Once blamed for helping to ignite the Great Recession, subprime mortgages have made their way back into the mortgage market.

Subprime mortgage: A term synonymous in many minds with the word “destruction.” Back in the early 2000’s, these loans were seemingly given out like Halloween candy to home buyers, qualified or not, as a way of ushering them into property ownership by lenders without regard to the outcome. Ultimately, subprime mortgages were mostly to blame for what had become the collapse of the real estate industry in 2008.


So what exactly is a “subprime mortgage?”

A “subprime” mortgage basically refers to a loan that is made to a borrower with less than perfect credit. In fact, typically they were made to borrowers with a credit score of 640 or less. Usually, a credit score of less than 700 eliminates many home buyers from obtaining a mortgage loan. A subprime mortgage makes allowances for such items as limited credit experience, excessive debt, a history of late payments, etc. In some cases, borrowers weren’t even required to provide proof of income. They came at a heftier interest rate and larger origination fees hidden in cheap, temporary “teaser” rates that would rise exponentially after the teaser period expired.

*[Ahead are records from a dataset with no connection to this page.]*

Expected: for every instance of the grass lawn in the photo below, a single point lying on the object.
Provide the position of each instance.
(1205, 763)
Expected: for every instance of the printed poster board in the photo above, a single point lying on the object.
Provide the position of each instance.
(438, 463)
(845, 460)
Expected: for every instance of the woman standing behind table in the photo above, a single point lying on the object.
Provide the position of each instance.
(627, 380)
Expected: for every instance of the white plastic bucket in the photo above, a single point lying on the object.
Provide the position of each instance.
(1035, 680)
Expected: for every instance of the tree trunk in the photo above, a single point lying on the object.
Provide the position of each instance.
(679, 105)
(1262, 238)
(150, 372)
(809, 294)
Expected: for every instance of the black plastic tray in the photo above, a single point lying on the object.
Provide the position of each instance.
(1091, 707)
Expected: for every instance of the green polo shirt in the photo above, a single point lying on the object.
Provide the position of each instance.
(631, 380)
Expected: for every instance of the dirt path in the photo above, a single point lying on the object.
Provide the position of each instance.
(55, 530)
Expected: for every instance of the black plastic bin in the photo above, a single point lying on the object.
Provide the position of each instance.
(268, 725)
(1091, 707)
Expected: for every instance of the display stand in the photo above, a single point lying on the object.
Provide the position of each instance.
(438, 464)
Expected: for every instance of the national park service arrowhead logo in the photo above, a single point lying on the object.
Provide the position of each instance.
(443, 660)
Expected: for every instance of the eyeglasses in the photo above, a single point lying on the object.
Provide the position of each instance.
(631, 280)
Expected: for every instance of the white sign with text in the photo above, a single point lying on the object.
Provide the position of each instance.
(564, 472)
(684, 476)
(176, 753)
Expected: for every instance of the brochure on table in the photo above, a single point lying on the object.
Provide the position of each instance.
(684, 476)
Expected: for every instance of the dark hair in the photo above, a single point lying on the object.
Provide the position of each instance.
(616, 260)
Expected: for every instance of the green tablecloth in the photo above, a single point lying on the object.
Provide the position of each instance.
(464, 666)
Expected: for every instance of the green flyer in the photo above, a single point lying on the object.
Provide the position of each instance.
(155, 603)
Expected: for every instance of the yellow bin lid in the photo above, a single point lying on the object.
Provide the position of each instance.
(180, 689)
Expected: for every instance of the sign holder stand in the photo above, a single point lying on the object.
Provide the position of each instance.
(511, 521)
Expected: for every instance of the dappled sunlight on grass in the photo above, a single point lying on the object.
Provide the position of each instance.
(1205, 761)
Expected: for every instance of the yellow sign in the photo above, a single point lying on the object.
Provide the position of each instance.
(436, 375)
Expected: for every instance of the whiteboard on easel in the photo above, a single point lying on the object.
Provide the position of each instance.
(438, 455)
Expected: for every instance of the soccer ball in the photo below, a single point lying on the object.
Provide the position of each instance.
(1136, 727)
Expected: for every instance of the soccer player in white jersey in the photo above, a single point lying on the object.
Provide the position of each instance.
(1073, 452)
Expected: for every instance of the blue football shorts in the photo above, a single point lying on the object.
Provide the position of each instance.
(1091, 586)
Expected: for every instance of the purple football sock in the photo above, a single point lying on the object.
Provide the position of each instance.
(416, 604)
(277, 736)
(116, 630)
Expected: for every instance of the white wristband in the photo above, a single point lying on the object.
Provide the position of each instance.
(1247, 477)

These risky loans were packaged and sold as Mortgage-Backed Securities to investors. Of course, once the loans started going bad, investments collapsed, which helped to push the real estate market and our economy into the worst financial crisis since the Great Depression.

Why are subprime mortgages making a comeback?

New rules put in place by the Consumer Finance Protection Bureau has strengthened lending regulations under “QM” (Qualified Mortgages). This locks out some buyers who may have been able to obtain a loan prior to the regulations being put in place as of January 2014. With the economy once again in recovery, there are buyers out there ready to make a home purchase, but cannot qualify due to QM. The rules do not require lenders to make loans under the new rules, and buyers can go outside QM guidelines to obtain loans, albeit at a higher rate.

Will this cause another mortgage market collapse?

One of the main differences in subprime mortgages these days is that the fees and interest rates are no longer hidden in teaser rates, which have become a thing of the past. Loan rates cannot increase if the buyer defaults, nor can they carry any prepayment penalties. Borrowers looking to purchase a home using a subprime loan are more likely to have a better understanding of all their costs up front.